NURSE: Keep moving and don’t touch anything covered in blue.
I do and eventually join my wife at her side.
WIFE: Don’t look.
ME: Too late. Not too bad. Actually, it’s really gross. Be glad you can’t see it.
Her face winces. Machines are beeping and bopping. When I look up I see a cylindrical container with a tube coming out of it. Behind the big blue curtain I hear suction, and then see red ooze fill the tube which then empties into the container. Phew, my wife didn’t see that, probably because she was too busy being manhandled by the doctors. It was pretty cool, or disturbing depending on how you look at it, when the docs moved stuff downstairs, my wife’s body would jerk and she was none the wiser thanks to the anesthesia. 5 minutes of tugging and pulling and suction and chatter, and I see my wife’s torso jerk violently followed by the sound of my son crying.
DOC: Call it.
NURSE: 2:42
They bring my son over. I hold him, the nurse snaps a few shots with my camera, I show him to my wife, and then take him over to the warming table where I snap a few more shots. Again, I couldn’t help myself. I glance up and see the docs digging for the placenta. One word—N-A-S-T-Y. There’s a big glob of something just resting on my wife’s chest. Blood everywhere. I continue to stare until the nurse shuffles me to the nursery.

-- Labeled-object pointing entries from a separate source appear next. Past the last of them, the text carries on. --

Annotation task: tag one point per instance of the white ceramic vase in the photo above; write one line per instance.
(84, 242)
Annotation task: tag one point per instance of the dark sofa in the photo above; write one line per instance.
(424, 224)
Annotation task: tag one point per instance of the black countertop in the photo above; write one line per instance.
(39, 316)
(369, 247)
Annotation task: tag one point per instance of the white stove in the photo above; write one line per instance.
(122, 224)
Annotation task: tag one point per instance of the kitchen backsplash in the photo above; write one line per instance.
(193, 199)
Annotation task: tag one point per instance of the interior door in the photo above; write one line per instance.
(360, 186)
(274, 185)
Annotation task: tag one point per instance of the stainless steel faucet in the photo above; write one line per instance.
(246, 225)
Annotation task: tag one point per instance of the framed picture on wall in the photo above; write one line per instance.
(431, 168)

Upon arrival I hand him to another nurse who weighs and measures him (8lbs 13 oz/21 inches). It would be an hour before he was bathed and two hours before my wife is out of the recovery room. I’m exhausted. Barely able to stand I head to our room around 4AM to get some rest. I ready the room and pull out the hide-a-bed. No sooner than my head hits the pillow the door opens and in rolls my wife. A short while later my boy is wheeled in.
That’s when things went from insane to downright ridiculous.
Seriously folks, when you’re watching the DVDs in your birthing class or listening to your “Good Witch Glenda” nurse telling you all about the wonders of childbirth keep my words in mind: there is nothing beautiful (except for the baby) about the birthing experience. It’s disgusting, painful, and gross.